Gerit Mulder, DPM, MS, David Armstrong, DPM, Susie Seaman, MSN, NP, CETN


Wounds. 2003;15(4) 

In This Article


Cost containment, managed healthcare, and capitated systems often consider unit cost of treatments while neglecting the overall cost associated with long-term treatments resulting from complications arising from inappropriate care of an ulcer, particularly in the diabetic population. Standard care may be the accepted care in the medical community, but it may not be appropriate care. Advanced treatment modalities are appropriate and need to become part of standard care in the high-risk population with chronic ulcers. Standard care guidelines may no longer be considered the sole determinant of what may be appropriate for all ulcers, particularly diabetic ulcers, treated by the healthcare provider in the community.
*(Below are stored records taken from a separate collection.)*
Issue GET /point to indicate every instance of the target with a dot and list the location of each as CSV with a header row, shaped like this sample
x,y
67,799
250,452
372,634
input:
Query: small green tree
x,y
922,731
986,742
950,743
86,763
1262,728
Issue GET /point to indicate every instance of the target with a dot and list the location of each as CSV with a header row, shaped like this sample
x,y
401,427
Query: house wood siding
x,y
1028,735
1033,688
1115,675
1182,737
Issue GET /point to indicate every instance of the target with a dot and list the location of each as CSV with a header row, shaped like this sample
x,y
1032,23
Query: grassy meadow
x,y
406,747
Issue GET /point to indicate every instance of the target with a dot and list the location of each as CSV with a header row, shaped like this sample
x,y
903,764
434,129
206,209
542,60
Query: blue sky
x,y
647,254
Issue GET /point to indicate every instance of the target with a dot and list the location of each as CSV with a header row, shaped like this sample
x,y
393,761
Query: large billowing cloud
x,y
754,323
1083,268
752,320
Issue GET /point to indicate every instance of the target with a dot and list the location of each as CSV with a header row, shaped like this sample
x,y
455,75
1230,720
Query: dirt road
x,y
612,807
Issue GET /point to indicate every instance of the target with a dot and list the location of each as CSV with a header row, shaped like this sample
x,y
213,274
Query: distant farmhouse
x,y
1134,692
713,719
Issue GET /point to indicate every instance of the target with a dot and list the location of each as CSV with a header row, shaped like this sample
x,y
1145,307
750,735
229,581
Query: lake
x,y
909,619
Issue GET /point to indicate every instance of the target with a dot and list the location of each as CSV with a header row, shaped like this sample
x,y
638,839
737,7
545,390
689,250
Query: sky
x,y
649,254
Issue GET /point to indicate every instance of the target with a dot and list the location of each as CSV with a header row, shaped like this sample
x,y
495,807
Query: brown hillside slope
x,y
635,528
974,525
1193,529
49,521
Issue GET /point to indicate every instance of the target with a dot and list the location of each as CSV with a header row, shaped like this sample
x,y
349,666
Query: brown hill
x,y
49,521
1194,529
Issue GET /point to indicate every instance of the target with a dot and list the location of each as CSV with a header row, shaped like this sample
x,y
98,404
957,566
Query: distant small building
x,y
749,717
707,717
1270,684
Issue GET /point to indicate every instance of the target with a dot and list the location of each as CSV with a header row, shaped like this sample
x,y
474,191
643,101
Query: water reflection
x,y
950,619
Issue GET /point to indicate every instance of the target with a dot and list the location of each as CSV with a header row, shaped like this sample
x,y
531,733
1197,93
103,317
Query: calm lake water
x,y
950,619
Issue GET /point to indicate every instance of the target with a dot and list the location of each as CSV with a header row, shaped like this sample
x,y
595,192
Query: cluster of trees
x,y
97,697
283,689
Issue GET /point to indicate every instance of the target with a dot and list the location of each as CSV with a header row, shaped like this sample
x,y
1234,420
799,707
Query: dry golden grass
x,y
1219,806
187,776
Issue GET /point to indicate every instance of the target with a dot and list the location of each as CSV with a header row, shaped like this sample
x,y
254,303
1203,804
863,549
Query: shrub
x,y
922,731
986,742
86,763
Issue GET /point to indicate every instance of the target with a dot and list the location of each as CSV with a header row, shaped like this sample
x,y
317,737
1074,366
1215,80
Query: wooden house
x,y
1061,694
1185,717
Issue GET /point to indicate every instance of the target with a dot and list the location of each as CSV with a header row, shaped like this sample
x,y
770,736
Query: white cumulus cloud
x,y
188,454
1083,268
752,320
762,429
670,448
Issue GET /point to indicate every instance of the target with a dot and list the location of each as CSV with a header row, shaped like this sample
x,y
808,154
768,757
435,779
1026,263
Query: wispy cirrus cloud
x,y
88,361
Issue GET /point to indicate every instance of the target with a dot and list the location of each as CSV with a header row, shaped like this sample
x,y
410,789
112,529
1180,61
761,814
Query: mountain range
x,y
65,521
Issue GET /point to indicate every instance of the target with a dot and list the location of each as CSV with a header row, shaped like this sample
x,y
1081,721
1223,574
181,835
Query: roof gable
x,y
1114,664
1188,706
The treatment ultimately selected for each patient may have a significant impact on results. Considering each patient's individual living environment, compliance, ability to self administer care, socioeconomic status and ability to purchase or obtain prescribed products, ambulatory status, wound status, and overall medical history will assist with selection of the most appropriate treatment modality and continuum of care. The healthcare provider has a duty to provide appropriate medical care whenever possible. This manuscript has provided a general overview of factors to consider when caring for the diabetic foot ulcer.